Quanto è stato difficile il percorso di riconciliazione?
“La difficoltà è facilmente immaginabile pensando al contesto rwandese dove all’indomani del genocidio, i sopravvissuti Tutsi hanno dovuto convivere con gli assassini delle loro famiglie. Tuttavia, il nuovo governo rwandese guidato dal Fronte Patriottico che ha fermato il genocidio, vincendo la guerra contro il governo Hutu che l’aveva organizzato, ha dovuto far fronte alla necessità di gestire le carceri gremiti di persone accusate di genocidio.
Ha dovuto ricorrere ai gacaca, sistema di giustizia tradizionale ruandese, dove sul prato del villaggio la gente si incontrava sotto la giurisdizione dei saggi, i colpevoli pentiti confessano i loro crimini e chiedevano perdono. Dietro la prestazione di lavori collettivi e aiuto diretto alle vittime erano reintegrati nella comunità e così lentamente sulle colline i rwandesi hanno potuto ritrovare di nuovo il gusto del vivere insieme”.
A 30 anni dal genocidio quale Paese è il Rwanda?
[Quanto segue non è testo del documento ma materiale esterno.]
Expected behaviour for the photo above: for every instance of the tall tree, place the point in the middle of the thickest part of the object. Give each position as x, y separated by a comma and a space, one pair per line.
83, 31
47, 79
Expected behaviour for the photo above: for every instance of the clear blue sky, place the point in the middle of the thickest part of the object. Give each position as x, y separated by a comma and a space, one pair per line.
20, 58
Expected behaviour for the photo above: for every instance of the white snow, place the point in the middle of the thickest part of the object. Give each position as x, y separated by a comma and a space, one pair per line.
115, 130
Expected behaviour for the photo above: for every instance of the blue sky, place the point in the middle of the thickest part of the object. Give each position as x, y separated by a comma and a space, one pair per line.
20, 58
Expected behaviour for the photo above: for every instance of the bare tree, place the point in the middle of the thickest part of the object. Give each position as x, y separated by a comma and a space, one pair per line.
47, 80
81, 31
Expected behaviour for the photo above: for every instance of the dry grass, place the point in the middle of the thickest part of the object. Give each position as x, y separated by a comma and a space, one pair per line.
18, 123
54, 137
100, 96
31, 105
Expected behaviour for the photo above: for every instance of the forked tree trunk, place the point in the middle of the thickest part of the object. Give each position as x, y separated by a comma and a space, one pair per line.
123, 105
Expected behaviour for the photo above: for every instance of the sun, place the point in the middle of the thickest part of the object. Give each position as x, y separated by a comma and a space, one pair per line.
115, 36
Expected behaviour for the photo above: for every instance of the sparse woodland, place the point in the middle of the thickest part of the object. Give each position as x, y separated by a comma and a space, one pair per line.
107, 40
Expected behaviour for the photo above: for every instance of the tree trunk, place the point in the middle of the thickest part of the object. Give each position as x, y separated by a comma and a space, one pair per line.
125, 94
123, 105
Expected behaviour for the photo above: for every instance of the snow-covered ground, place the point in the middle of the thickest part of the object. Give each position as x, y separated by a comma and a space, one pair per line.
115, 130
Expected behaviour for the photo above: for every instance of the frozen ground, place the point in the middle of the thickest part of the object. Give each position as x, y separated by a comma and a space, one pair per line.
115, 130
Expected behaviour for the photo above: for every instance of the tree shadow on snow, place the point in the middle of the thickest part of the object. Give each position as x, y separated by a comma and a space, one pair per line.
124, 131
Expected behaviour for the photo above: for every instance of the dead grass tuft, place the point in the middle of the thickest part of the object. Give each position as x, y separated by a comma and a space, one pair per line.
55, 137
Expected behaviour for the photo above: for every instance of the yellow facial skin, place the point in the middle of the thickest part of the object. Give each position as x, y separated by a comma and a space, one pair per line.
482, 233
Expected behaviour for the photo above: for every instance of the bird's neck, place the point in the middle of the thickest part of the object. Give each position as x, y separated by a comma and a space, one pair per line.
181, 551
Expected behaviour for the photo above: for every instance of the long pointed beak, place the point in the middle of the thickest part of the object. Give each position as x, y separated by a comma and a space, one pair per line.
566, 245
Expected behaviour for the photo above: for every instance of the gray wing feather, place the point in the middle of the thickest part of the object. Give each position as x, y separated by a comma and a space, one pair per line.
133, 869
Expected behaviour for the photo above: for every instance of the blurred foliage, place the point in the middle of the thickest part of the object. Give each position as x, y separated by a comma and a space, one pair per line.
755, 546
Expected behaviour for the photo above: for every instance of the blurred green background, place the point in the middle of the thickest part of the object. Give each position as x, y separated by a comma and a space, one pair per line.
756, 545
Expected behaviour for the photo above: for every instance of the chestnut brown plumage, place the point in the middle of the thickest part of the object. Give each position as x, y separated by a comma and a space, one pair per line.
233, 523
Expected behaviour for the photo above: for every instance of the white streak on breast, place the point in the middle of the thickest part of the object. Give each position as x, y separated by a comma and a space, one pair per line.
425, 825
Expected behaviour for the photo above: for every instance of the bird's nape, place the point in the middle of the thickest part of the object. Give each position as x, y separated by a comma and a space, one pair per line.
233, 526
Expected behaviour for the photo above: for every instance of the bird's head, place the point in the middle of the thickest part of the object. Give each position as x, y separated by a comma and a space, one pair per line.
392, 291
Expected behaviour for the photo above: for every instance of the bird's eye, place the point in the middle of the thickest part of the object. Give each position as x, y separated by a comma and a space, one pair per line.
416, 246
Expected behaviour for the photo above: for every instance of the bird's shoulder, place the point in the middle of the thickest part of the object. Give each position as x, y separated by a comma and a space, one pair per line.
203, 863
“Il Rwanda di oggi è un paese pacificato ed è il più sicuro dell’Africa. Sono appena tornata da casa, ho vissuto in prima persona la voglia di farcela che anima ogni rwandese, la fiducia incondizionata che la popolazione nutre nei confronti del loro presidente Paul Kagame, che li ha tirato fuori dalle macerie del genocidio e sta ricostruendo il Paese con una tenacia e ordine invidiabile”.
Cosa si propone l’associazione ‘Bene Rwanda Onlus’?
“Trasmettere la memoria del genocidio, promuovendo iniziative culturali tesi a fare conoscere la storia del Rwanda secondo il punto di vista dei figli del Rwanda che vivono in Italia”.